I suspect those songs and others like them weren't hits because they were, for the most part, songs about sorrow and alienation. "Sandra," for instance, tells the story of the perfect housewife who one day "... was doing the dishes when a glass fell and broke on the tile and she cut her wrists quite by mistake. It was real touch and go for a while." Or "The Two Of Us," which tells about a couple who made a life together because they were afraid of being alone, and now they have nothing to fear "except the rest of their lives together." These aren't feel good songs, and you sure couldn't dance to them.
Many of his non-hit songs are complicated, expressing adult emotions of regret and abiding sadness. For some reason, those were songs that resounded with me when I was teenager growing up in a small Eastern Oklahoma town. Weirdly enough, although the songs may seem depressing, they helped me weather those years. It was like I had found someone who knew exactly what I felt at times.
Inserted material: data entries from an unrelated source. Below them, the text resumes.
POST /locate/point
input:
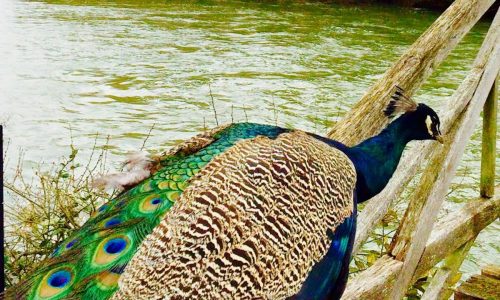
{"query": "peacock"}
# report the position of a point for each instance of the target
(241, 211)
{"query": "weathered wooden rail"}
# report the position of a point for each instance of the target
(419, 244)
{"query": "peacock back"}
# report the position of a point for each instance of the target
(89, 263)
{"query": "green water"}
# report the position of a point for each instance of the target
(119, 67)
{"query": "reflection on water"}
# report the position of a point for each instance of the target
(117, 68)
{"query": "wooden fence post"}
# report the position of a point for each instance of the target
(409, 241)
(366, 118)
(487, 184)
(447, 275)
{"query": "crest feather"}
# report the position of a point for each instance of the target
(399, 103)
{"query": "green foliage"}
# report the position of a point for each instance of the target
(47, 206)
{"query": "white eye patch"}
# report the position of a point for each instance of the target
(428, 122)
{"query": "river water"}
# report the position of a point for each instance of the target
(118, 67)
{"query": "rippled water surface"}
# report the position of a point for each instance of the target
(117, 68)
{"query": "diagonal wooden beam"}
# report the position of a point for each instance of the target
(411, 161)
(450, 233)
(415, 228)
(410, 71)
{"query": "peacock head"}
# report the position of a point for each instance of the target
(421, 120)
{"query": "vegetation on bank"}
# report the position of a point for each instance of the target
(46, 207)
(59, 198)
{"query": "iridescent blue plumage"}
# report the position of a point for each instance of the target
(90, 262)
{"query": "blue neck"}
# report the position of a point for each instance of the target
(376, 158)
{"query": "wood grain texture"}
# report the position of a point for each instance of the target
(488, 143)
(410, 71)
(413, 159)
(440, 286)
(251, 224)
(450, 233)
(456, 228)
(415, 229)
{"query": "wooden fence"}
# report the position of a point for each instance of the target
(419, 244)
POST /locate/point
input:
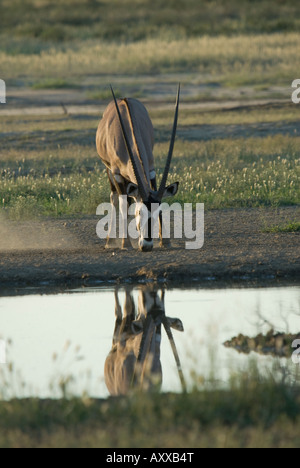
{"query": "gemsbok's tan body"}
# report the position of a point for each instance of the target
(125, 140)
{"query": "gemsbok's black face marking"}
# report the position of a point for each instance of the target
(125, 143)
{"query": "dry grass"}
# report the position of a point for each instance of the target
(233, 60)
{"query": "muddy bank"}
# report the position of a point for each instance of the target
(67, 251)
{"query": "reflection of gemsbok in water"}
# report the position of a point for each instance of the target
(134, 360)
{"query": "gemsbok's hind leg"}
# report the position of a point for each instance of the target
(125, 240)
(111, 239)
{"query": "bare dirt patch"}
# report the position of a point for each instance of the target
(68, 251)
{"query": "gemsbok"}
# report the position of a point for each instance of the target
(134, 360)
(125, 141)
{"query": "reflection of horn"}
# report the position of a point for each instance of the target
(130, 154)
(144, 350)
(176, 356)
(169, 158)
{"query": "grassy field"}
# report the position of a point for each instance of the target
(255, 411)
(232, 61)
(132, 20)
(43, 173)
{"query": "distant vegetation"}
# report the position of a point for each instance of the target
(132, 20)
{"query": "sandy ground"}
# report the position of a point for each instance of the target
(64, 251)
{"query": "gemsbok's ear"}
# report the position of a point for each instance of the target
(171, 190)
(175, 323)
(132, 190)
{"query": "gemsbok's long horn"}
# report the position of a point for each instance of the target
(128, 147)
(168, 163)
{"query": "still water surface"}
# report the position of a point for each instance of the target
(71, 333)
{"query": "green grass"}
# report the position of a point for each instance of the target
(51, 84)
(234, 61)
(254, 411)
(132, 20)
(293, 226)
(50, 167)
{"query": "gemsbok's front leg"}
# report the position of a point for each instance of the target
(111, 239)
(165, 242)
(125, 240)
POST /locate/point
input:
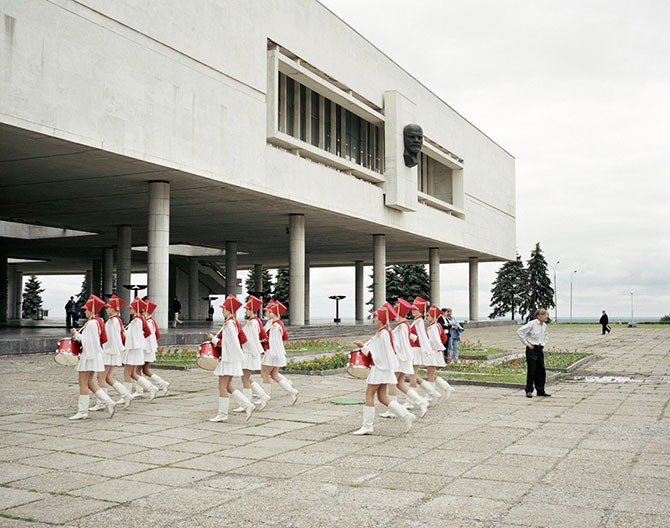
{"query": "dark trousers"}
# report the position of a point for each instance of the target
(537, 374)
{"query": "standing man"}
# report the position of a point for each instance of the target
(176, 308)
(534, 335)
(605, 321)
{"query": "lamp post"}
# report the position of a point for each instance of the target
(337, 299)
(571, 275)
(555, 292)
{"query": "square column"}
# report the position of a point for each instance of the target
(296, 270)
(231, 267)
(474, 288)
(434, 272)
(378, 270)
(123, 267)
(158, 256)
(360, 292)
I wasn't alone.
Manilow fans have taken some hits over the years. His songs have been ridiculed for being too maudlin, too depressing, too uncool. And age has certainly taken its toll on his voice. But he continues to perform to sell-out audiences in Las Vegas, and his Songs of the Fifties entered the Billboard chart at #1. Not bad. Not bad at all. Not bad. Not bad at all.
For me, I will always be a fan, if only for the fact that those songs recall my teenage years when I was young and naive enough to believe in everlasting love and moonlight and a thousand other things that didn't survive my transition to adulthood. So I think I will put on a Manilow CD and get lost in the songs. Talk to you later.
4 comments:
yes I have noticed the depressing lyrics and still like him too. I always though it was smooth voice I liked.
Roen
I like Barry Manilow. His work also resounded with me when I was a teenager.
Do you have "Singin' with the Big Bands"?
I'm with you, I like him, too. I've been to a few of his concerts and he's an excellent showman.
I really like "All the Time." :)
He is smooth, Roen.
Yes, I do, Jean. Good CD.
FF, All The Time is one of my favorites.